Abstract
Introduction
Hepatic osteodystrophy is an osteoporotic bone disease that occurs in chronic liver disease patients. The global prevalence of osteoporosis in patients with chronic liver disease is 30% to 40%. The pathogenesis of hepatic bone disease is not clear, but it occurs due to unstable bone remodeling with increased bone resorption and decreases bone formation. There has been an interest in determining the clinical utility of bone turnover markers (BTMs) in the assessment of osteoporosis in chronic liver patients.
Methods
This was a cross-sectional study conducted in patients with chronic liver disease at the section of chemical pathology, department of pathology and laboratory medicine, Aga Khan University (AKU). A total of 50 patients with age >8 years and a history of liver disease >6 months were recruited from January to October 2019. Liver function tests, i.e. aspartate aminotransferase (AST), alanine transaminase (ALT), albumin, and bilirubin, along with clinical signs of liver disease chronicity, were noted.

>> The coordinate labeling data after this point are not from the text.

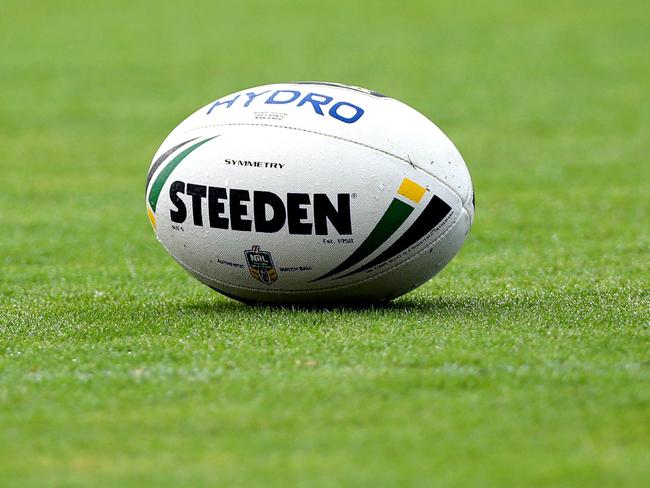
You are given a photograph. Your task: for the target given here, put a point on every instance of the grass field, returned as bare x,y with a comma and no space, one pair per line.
525,363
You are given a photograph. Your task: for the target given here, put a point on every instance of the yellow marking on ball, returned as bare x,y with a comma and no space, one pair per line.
411,190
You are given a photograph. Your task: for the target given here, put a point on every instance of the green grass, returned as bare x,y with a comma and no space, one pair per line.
525,363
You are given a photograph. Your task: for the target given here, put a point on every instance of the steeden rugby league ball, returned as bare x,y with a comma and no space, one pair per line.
309,193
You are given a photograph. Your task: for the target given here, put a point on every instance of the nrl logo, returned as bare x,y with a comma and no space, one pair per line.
260,265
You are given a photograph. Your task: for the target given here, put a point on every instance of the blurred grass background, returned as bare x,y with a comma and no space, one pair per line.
525,363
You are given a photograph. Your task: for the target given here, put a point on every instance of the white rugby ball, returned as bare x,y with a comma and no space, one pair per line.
309,193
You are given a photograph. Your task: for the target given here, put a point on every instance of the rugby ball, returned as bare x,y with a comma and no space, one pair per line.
309,193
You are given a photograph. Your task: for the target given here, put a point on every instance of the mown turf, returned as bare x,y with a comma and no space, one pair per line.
525,363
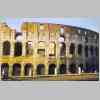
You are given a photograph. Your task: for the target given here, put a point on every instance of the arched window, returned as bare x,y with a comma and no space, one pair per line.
28,69
40,69
62,69
73,68
86,51
6,48
91,50
87,67
62,49
52,49
16,69
18,49
41,49
29,48
4,71
72,48
52,68
80,49
97,51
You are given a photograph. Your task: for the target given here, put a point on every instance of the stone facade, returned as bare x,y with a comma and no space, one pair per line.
47,49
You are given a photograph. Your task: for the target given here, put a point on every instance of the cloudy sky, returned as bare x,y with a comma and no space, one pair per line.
92,23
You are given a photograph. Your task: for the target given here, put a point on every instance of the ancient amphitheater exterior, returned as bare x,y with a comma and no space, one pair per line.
48,51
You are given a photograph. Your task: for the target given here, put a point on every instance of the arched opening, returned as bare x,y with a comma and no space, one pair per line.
52,49
16,69
86,51
52,68
6,48
62,49
41,49
72,48
29,48
73,68
80,49
18,49
96,51
40,69
91,50
81,67
87,67
4,71
28,69
62,69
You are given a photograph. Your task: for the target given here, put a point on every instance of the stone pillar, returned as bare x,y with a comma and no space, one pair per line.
1,46
0,71
23,48
12,48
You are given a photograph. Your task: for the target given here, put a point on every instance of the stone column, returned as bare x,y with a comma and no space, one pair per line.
23,48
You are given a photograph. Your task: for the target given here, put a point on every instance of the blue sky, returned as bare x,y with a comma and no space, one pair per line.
92,23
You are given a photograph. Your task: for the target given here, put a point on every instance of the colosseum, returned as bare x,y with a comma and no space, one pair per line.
46,51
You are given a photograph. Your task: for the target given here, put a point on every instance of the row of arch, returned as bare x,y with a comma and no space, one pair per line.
18,49
40,70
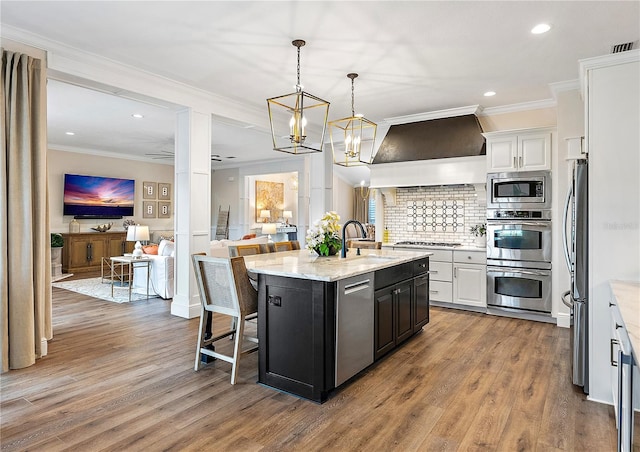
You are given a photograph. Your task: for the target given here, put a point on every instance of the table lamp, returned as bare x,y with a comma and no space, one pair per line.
269,228
135,234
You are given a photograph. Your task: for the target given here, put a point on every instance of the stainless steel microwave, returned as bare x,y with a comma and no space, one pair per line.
521,190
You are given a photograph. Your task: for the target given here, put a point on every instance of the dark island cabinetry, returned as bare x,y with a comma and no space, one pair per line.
401,304
315,334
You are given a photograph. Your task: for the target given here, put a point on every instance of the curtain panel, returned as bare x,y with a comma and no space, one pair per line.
25,253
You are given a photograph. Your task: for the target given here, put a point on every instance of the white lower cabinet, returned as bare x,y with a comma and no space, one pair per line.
470,278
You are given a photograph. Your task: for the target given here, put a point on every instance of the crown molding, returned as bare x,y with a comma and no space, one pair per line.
525,106
87,151
568,85
72,65
438,114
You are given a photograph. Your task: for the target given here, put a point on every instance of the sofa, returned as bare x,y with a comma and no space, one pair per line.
161,268
162,263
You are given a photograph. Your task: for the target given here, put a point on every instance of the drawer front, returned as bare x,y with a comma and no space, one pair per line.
441,255
420,266
440,291
470,257
440,271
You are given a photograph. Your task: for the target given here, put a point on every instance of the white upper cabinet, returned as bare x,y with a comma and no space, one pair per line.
518,150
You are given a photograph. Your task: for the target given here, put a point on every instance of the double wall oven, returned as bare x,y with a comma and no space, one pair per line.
519,242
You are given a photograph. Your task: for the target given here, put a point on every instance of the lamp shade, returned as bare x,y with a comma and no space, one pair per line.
137,233
269,228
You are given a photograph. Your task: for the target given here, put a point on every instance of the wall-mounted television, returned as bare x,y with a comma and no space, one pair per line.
98,197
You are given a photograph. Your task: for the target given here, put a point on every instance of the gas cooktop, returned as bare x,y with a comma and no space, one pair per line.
408,243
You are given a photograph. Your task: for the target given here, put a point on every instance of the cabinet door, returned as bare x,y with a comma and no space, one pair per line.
502,155
421,302
78,252
384,320
403,301
470,285
534,152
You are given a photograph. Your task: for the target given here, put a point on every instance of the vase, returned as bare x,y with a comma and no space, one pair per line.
332,251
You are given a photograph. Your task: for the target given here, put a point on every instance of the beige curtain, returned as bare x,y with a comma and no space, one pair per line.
360,206
25,253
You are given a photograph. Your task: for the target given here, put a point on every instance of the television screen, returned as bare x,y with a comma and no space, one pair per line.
95,196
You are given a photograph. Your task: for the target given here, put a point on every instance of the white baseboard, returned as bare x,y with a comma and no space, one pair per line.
564,320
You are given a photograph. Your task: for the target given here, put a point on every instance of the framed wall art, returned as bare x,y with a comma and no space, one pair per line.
269,196
149,190
149,209
164,191
164,209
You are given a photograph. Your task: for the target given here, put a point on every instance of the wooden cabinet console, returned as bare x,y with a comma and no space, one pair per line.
83,252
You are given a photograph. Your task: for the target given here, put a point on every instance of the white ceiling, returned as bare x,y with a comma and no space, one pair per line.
412,57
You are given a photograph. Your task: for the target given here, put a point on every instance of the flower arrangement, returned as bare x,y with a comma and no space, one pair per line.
324,236
479,230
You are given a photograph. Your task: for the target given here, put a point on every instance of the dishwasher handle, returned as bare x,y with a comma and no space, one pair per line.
357,286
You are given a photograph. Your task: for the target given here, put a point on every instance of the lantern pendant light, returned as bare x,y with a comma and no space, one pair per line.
298,120
353,138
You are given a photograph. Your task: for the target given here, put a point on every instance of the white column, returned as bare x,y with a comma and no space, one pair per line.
320,184
193,205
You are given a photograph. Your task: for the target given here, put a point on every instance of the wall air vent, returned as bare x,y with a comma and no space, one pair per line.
617,48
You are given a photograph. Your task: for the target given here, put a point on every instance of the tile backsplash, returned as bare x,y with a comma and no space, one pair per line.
434,214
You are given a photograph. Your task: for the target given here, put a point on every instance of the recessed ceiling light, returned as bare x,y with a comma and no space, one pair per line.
540,28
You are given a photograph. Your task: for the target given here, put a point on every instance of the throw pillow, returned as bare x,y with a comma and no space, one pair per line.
166,248
150,249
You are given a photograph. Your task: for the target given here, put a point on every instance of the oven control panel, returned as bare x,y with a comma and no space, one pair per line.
518,214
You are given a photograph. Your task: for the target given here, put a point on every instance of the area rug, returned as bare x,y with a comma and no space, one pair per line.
93,287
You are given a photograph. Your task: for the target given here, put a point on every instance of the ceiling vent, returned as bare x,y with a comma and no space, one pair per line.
622,47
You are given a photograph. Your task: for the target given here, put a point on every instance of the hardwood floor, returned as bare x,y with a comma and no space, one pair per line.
120,377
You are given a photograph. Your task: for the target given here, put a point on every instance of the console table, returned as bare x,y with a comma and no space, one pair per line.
122,263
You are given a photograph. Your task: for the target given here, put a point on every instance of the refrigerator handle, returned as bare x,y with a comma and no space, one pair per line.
565,242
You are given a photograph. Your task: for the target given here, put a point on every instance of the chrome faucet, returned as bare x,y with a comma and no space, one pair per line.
343,251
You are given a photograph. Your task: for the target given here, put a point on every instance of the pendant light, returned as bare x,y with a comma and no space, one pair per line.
352,138
298,120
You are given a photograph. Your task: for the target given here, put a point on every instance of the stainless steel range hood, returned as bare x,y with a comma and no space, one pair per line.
459,136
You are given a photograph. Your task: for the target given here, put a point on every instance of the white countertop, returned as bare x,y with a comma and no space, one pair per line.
305,264
627,294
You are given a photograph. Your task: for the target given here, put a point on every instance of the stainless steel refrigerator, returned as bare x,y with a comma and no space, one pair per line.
576,255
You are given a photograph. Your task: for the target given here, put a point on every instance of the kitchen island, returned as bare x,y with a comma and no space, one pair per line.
324,319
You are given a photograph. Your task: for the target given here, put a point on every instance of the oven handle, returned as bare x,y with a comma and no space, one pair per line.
517,270
517,223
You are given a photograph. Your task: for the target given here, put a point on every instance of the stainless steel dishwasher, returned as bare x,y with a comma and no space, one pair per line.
354,326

The samples for BTMs, i.e. total serum alkaline phosphatase (ALP) and serum C-terminal telopeptide of type-1 collagen (CTX) were withdrawn and analyzed on Microlab (ELItech Group, Puteaux, France) and ADVIA Centaur (Siemens Diagnostics, NY), respectively.
Results
The majority of patients were males (n=34, 68%). Twenty-four (48%) patients suffered from fibrosis while 26 (52%) were without fibrosis. Median platelet count (68×109/L (102.5-50)) and median cholesterol levels (102.5 mg/dl (147-99.5)) were decreased, whereas gamma-glutamyl transferase (GGT) levels were higher in the fibrosis group as compared to the non-fibrosis group. The median levels of total ALP were 91.5 IU/L (103-82), and the median levels of CTX were 0.24 pg/ml (0.34-0.21).
Conclusion
In the present study, no significant difference was found in the BTMs of patients with and without chronic liver disease (CLD). However, there was a positive and significant correlation of BTMs, particularly CTX with age, bilirubin levels, and hepatomegaly.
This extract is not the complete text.